Most masons are not receptive to new techniques or reorientation
Use of substandard material alone does not lead to a building developing cracks.
The durability of a building has more to do with some sensible construction practices.
It is a general belief that life of a building depends on the type of material used in the construction.
We often come to a conclusion that the builder must have used substandard material whenever we find that a structure develops cracks or fails to last long.
But not many reckon that along with using better quality material, following good construction practices define the life of a building.
Engineering design and quality of materials hold the key to construction, but it is the masons who play a critical role in determining the sustainability of a building, says construction material expert L.H. Rao of Hyderabad.
“Construction techniques, though complicated, are based on common observations and adhere to simple principles. By taking small steps one can ensure the durability of a building, or any structure for that matter.” But most masons are not open to new concepts or new techniques, he observes.
Most swear by their long experience and argue against the need for retraining or orientation.
“Construction technologies are constantly developing and there is a need for retraining even among the engineers, and more so for masons and workers,” he says.

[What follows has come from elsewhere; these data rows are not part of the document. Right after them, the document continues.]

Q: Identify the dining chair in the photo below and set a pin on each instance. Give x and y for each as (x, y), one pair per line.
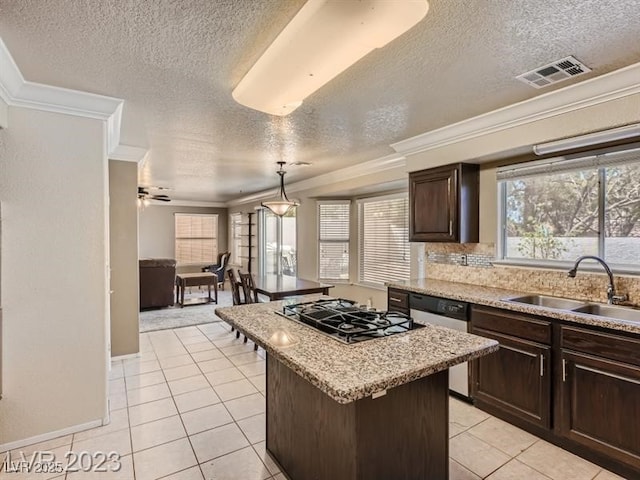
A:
(248, 288)
(235, 293)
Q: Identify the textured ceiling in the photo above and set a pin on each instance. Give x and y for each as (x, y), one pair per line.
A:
(175, 63)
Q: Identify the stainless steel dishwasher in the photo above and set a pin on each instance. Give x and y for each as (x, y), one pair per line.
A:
(452, 314)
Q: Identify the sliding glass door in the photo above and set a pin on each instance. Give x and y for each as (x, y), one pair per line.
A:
(278, 243)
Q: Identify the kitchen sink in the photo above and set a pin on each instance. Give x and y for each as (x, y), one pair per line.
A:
(611, 311)
(548, 301)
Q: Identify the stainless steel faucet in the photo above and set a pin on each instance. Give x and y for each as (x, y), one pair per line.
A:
(612, 298)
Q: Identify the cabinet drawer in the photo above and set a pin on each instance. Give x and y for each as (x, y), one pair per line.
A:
(398, 300)
(607, 345)
(512, 323)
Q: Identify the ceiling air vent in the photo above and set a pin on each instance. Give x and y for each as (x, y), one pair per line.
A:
(554, 72)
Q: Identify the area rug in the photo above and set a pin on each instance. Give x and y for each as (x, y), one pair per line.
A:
(175, 317)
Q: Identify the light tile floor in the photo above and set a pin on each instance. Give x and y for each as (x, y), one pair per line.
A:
(192, 407)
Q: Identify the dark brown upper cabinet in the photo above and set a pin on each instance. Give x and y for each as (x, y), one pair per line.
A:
(444, 204)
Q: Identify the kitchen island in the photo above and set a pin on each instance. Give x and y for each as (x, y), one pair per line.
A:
(372, 410)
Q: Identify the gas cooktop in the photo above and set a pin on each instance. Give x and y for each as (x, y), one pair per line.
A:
(347, 322)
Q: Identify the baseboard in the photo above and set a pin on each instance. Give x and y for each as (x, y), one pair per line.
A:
(127, 356)
(50, 435)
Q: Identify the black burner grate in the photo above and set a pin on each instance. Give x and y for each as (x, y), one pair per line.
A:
(345, 321)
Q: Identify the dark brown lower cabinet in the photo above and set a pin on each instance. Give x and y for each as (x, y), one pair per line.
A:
(516, 379)
(600, 403)
(574, 385)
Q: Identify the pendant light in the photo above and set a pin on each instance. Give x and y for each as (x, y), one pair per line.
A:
(281, 205)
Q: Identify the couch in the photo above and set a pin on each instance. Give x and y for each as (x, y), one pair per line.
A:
(157, 279)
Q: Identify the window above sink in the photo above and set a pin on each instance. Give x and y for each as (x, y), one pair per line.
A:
(610, 311)
(555, 210)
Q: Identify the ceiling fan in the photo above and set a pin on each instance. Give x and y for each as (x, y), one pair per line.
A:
(144, 195)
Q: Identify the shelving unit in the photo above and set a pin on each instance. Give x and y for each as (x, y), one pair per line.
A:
(247, 244)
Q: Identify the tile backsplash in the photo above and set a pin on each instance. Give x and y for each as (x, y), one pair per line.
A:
(471, 263)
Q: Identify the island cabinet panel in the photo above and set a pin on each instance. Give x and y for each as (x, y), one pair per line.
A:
(513, 383)
(397, 300)
(443, 204)
(402, 435)
(600, 397)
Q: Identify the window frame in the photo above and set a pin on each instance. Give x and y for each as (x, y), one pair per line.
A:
(216, 218)
(319, 204)
(360, 219)
(596, 160)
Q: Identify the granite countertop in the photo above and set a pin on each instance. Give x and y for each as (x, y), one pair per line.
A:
(493, 297)
(348, 373)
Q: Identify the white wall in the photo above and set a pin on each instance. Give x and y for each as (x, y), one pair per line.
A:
(54, 255)
(123, 249)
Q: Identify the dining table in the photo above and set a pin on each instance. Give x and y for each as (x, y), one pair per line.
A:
(277, 287)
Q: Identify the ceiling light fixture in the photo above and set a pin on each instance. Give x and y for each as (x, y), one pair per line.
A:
(588, 140)
(325, 38)
(282, 204)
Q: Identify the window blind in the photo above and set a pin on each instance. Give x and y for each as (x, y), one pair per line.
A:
(384, 239)
(196, 238)
(333, 241)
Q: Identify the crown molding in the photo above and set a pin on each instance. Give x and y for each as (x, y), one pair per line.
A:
(18, 92)
(604, 88)
(388, 162)
(188, 203)
(128, 153)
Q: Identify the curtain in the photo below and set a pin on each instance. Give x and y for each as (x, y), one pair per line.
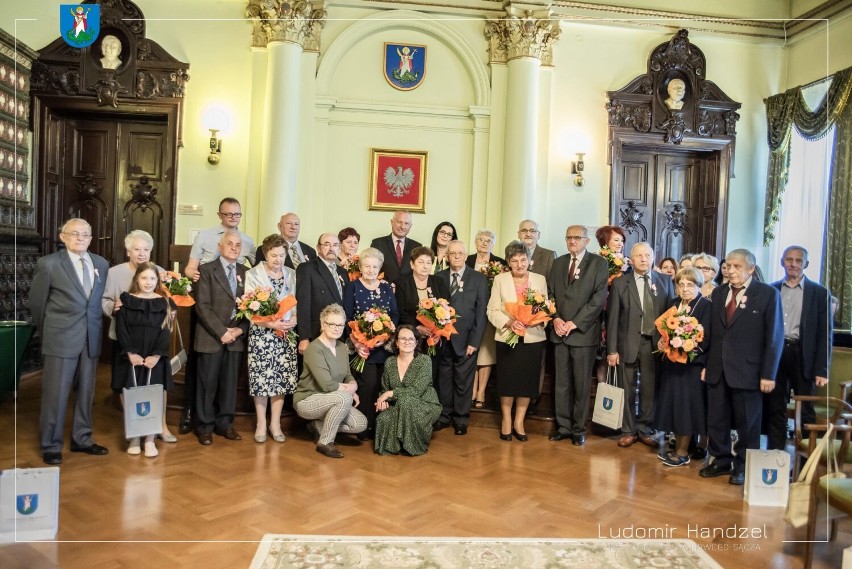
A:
(783, 112)
(837, 266)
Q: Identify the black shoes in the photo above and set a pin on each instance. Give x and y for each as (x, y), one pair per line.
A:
(93, 449)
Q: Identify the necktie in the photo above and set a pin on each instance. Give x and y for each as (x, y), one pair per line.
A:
(647, 308)
(731, 307)
(87, 278)
(336, 278)
(232, 279)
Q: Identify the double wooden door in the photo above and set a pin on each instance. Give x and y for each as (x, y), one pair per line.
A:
(669, 199)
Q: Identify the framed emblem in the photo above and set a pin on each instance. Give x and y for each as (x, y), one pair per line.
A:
(398, 180)
(404, 65)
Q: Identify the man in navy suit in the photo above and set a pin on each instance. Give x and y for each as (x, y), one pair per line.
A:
(65, 300)
(746, 339)
(636, 300)
(396, 247)
(457, 361)
(806, 357)
(319, 282)
(577, 282)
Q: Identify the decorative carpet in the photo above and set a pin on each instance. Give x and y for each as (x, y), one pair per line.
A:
(278, 551)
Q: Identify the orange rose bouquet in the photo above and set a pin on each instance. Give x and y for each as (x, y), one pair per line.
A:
(262, 305)
(371, 328)
(438, 316)
(178, 287)
(534, 309)
(681, 334)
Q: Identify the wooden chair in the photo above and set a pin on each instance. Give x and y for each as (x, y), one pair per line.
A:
(834, 492)
(835, 413)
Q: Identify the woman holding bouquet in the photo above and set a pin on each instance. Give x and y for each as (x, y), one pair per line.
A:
(518, 377)
(361, 295)
(491, 265)
(273, 371)
(408, 405)
(681, 406)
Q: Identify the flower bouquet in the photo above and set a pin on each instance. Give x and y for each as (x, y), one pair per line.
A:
(618, 263)
(681, 334)
(178, 288)
(262, 305)
(438, 316)
(491, 270)
(535, 308)
(371, 328)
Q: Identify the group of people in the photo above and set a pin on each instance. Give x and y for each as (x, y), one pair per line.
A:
(604, 307)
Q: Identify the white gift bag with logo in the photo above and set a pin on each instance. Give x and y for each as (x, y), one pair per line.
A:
(29, 504)
(609, 401)
(767, 478)
(143, 409)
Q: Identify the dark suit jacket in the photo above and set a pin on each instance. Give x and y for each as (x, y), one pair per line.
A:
(315, 289)
(750, 348)
(815, 330)
(624, 313)
(61, 311)
(214, 304)
(393, 271)
(580, 300)
(542, 261)
(308, 251)
(407, 300)
(470, 303)
(471, 260)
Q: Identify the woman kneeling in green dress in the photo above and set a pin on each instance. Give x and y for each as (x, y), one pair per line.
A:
(408, 405)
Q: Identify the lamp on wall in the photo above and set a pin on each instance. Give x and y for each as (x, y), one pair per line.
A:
(577, 169)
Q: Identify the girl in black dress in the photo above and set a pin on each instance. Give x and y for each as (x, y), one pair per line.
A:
(143, 326)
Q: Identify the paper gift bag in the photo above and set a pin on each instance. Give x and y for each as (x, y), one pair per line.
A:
(767, 478)
(609, 402)
(29, 504)
(143, 409)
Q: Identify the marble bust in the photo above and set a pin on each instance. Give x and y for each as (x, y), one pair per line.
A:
(111, 49)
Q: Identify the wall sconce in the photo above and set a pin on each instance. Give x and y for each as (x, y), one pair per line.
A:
(215, 147)
(577, 169)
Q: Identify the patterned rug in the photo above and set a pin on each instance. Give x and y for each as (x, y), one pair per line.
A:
(278, 551)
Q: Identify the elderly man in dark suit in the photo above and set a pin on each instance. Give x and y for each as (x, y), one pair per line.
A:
(457, 361)
(577, 282)
(397, 247)
(806, 357)
(219, 341)
(746, 340)
(65, 299)
(319, 282)
(298, 252)
(635, 301)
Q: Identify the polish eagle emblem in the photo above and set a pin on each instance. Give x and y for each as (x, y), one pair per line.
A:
(398, 181)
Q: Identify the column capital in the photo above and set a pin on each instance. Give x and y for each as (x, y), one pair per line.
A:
(522, 32)
(298, 21)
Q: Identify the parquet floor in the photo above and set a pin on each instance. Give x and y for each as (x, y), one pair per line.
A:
(208, 507)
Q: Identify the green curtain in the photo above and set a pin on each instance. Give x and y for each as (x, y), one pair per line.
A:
(783, 112)
(837, 268)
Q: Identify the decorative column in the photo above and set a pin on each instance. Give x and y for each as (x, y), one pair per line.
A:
(287, 27)
(521, 40)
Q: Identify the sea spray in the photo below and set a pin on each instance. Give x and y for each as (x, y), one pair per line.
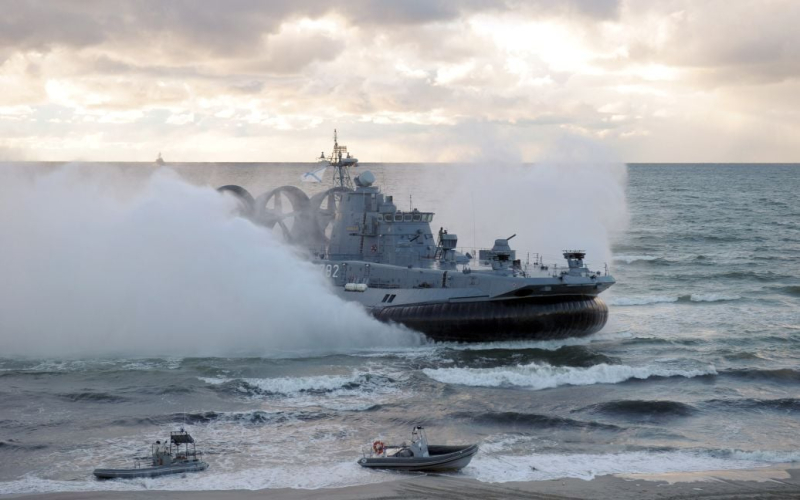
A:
(93, 264)
(572, 197)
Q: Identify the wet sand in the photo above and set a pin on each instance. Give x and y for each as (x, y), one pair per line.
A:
(779, 481)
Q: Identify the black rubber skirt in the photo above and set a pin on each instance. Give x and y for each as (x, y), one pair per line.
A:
(531, 318)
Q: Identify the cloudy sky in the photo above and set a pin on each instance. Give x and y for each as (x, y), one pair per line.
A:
(413, 80)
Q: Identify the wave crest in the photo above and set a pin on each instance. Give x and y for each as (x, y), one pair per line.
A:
(542, 376)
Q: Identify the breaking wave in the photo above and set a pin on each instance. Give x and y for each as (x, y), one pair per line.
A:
(665, 299)
(542, 376)
(790, 405)
(643, 409)
(544, 466)
(533, 420)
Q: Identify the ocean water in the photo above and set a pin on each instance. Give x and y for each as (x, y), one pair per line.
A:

Take foundation for a building, for example. Dr. Rao points out that the foundation should be laid within an hour of digging the pit, but this is never followed.
“The soil layers are usually well settled due to the action of various factors over the years. When we dig up the foundation pits, this balance is disturbed. To avoid further damage due to the loss of moisture and loosening of the soil layers, the foundation stones and cement concrete should be laid within one hour of digging.”
“Masons usually consider foundation to be just stone walls that are built as per the plan and hollow spaces filled with low grade debris. Foundation is very important and the material used, even to fill spaces, should be of good quality,” he says.
Even the joining of steel rods, which forms the basic skeleton of a building, has a major impact on stability, Dr. Rao explains.
“Not many masons or workers understand that joining all steel rods at one place, even though sufficient overlapping is allowed, can prove fatal. For maximum stability, steel rods should be joined at uneven lengths and sufficient over lapping should be allowed.”
Another common error is to construct the slab with an angle to allow draining of the rain water and in consequence the whole building is destabilised.
“Original slabs should always be perpendicular and a slant will reduce a building’s life. To allow the rain water to clear off from the slab a separate top line should be laid with micro concrete,” he says. So educating the masons on these simple errors is of top priority.